Hike would be added over three years ANNAPOLIS – Maryland Gov. Martin O’Malley said Monday he will strongly consider a 15-cent increase in the state’s gasoline tax, as well as other hikes in transportation-related taxes and fees that a state panel recommended last week.
The increase, which would be added in 5-cent increments each year for three years, would be the state’s first increase in the state’s 23.5-cent-per-gallon tax since 1992.

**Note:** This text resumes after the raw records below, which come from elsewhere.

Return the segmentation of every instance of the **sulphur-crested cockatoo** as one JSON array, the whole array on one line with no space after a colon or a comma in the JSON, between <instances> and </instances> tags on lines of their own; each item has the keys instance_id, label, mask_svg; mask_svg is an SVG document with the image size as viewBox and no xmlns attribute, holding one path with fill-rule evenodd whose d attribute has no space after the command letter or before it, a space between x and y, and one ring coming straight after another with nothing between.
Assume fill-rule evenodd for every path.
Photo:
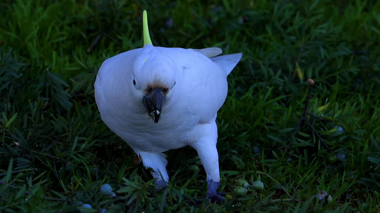
<instances>
[{"instance_id":1,"label":"sulphur-crested cockatoo","mask_svg":"<svg viewBox=\"0 0 380 213\"><path fill-rule=\"evenodd\" d=\"M106 60L94 85L102 119L153 169L158 186L169 181L166 155L187 145L198 152L207 174L206 197L222 202L215 119L225 100L227 77L242 53L217 56L202 49L155 47L143 13L144 46Z\"/></svg>"}]
</instances>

Seeking a way to raise more than $800 million for transportation projects, the Maryland Blue Ribbon Commission recommended the increase in the gas tax, which would bring in an additional $491 million each year. Also on the table are increases in the titling tax, vehicle registration and other Motor Vehicle Administration fees, and fares across all modes of public transportation.

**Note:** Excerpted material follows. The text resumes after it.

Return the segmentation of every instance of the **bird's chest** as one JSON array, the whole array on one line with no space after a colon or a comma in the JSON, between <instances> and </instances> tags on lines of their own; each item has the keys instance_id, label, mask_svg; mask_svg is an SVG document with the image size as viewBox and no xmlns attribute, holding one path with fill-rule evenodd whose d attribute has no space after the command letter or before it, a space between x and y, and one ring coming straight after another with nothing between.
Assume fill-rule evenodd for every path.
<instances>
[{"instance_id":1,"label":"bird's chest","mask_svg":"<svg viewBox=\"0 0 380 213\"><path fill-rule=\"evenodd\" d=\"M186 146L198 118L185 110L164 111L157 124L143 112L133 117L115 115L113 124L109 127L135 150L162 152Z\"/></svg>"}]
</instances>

O’Malley is considering backing all of the commission’s revenue-raising recommendations, according to spokeswoman Takirra Winfield.

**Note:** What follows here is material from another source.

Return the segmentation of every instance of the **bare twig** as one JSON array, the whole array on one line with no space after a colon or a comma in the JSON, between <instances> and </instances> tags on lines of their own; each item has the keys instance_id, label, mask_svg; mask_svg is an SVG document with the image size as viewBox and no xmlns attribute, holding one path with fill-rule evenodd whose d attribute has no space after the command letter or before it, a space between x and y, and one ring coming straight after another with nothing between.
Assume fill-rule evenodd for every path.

“We have to look at the long term. We have to look at the investment we make now [for the future],” said Winfield, explaining that in the long run, not investing in transportation infrastructure would be worse than any pressure residents would feel now.
Maryland, which faces a $1 billion general fund shortfall in fiscal 2013, needs $12 billion just to pay for its transportation needs.
But opponents and supporters alike say the gas tax increase would place a heavy burden on residents.
“This would be regressive on an awful lot of moderate- and low-income families,” said state Sen. Edward Reilly, R-Anne Arundel County. “We should not be expanding public transportation. We should not be building new roads. We should be protecting our current infrastructure.”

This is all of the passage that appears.